2018 began like most years – full of resolutions and hopes for great things ahead. However, why is it, when we reach the end of each year, and this one in particular, we are thrilled to be rid of it, like an old moth eaten sweater that makes us sad because it was our favorite but now is so much less than it was before the assault? How does something so promising, so shiny bright, and so exciting turn into something so full of negative connotation? Interestingly and unavoidably, life happens yet we are surprised when life becomes so exhausting, so terrifying, and so challenging that we question just what possibly could be next.
As for me, now at the start of a new year, the same hope for the future persists, yet this time, I am different. The challenges of the past year have hardened me, weakened me, and changed me for what I believe (and fear) may be forever. Struggles with my health, regrets around job change, and the realities of age have hit me hard and have infiltrated my psyche. While it was a year full of peak excitement, sad goodbyes, new experiences, and devastating loss, each moment stole a bit of my heart and my confidence. The passing of time and the celebration of each of these events, happy or sad, molded the “me” that I am today. As I embark on new “resolutions”, I acknowledge that the nature of the foci has changed. In the past, at the start of a new year, I focused on what could be defined as superficial: losing weight, developing better habits, keeping a healthy schedule, or reading more. Now, the changed “me” seeks to be happy – that is all – and whatever it will take to be there again, that is my goal. At this moment, I am not sure exactly what will be the ticket to this destination, but I am certain (or at least, hopeful) that the journey will evolve into the joy of regaining myself.

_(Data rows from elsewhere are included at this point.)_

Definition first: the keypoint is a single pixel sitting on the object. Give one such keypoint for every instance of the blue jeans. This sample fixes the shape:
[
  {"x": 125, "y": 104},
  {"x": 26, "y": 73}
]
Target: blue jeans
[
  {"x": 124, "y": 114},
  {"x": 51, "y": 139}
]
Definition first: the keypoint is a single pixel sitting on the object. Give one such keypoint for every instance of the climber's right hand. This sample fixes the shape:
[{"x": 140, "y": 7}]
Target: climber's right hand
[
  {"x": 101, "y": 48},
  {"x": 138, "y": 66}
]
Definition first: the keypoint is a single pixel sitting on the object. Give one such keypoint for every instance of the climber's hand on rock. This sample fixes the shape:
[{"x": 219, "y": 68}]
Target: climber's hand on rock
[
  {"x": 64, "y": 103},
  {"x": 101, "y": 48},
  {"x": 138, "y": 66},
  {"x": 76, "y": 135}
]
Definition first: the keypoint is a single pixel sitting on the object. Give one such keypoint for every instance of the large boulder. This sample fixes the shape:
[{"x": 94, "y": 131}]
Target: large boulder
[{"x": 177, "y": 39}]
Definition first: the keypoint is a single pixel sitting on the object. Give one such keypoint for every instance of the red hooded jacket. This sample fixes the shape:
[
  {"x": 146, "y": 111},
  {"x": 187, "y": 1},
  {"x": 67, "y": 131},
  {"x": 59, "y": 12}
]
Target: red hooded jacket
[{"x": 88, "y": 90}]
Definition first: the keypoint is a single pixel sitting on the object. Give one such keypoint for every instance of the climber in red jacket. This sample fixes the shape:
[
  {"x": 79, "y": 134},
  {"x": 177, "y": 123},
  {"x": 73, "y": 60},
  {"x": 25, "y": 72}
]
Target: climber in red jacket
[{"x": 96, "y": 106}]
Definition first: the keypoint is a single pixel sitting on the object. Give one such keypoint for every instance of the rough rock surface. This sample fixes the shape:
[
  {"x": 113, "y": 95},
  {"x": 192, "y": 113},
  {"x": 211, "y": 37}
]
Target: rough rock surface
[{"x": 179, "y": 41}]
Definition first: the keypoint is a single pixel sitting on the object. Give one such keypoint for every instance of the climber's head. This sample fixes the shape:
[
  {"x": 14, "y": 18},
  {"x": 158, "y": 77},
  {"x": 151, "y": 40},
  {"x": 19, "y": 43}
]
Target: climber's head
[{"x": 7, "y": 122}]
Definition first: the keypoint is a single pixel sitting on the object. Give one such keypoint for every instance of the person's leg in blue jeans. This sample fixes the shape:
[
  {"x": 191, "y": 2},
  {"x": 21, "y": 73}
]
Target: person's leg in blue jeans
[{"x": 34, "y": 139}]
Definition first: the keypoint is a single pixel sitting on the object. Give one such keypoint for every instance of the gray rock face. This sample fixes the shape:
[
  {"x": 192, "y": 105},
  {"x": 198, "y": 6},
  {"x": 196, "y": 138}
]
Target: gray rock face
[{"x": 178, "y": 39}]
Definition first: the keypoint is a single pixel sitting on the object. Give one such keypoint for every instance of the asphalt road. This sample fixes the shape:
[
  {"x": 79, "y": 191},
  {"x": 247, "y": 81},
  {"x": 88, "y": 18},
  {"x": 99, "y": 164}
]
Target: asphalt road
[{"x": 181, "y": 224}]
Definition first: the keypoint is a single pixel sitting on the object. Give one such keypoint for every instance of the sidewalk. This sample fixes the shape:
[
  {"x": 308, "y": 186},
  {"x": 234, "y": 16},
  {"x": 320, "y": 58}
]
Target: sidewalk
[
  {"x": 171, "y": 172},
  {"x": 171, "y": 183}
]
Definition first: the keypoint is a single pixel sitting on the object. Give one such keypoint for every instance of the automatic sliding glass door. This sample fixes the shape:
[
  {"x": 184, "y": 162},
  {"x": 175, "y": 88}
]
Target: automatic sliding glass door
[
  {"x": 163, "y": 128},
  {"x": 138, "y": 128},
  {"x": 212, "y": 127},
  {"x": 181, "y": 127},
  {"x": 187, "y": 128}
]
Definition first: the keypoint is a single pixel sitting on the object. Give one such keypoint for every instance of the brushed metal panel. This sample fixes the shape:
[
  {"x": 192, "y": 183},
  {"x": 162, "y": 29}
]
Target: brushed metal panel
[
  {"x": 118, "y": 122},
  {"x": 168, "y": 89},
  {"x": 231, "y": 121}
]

In my life, I believe that everything happens for a reason and, in turn, I question the why of what happens. I want to believe that there is a lesson hidden within each joy and misery, yet why are the lessons so hard to comprehend in the moment? And once the siege has passed, why is it so difficult to remember just how deep the despair was felt? In essence, those experiences fuel our need to return to the baseline of “happy” when we are not, and the drive to sustain “happy” when we are.
So on the first day of this new year, I wish for myself the strength to seek new experiences, discover new opportunities, and embrace the possibilities that will lead to being happy, because in the end, happy is all that truly matters.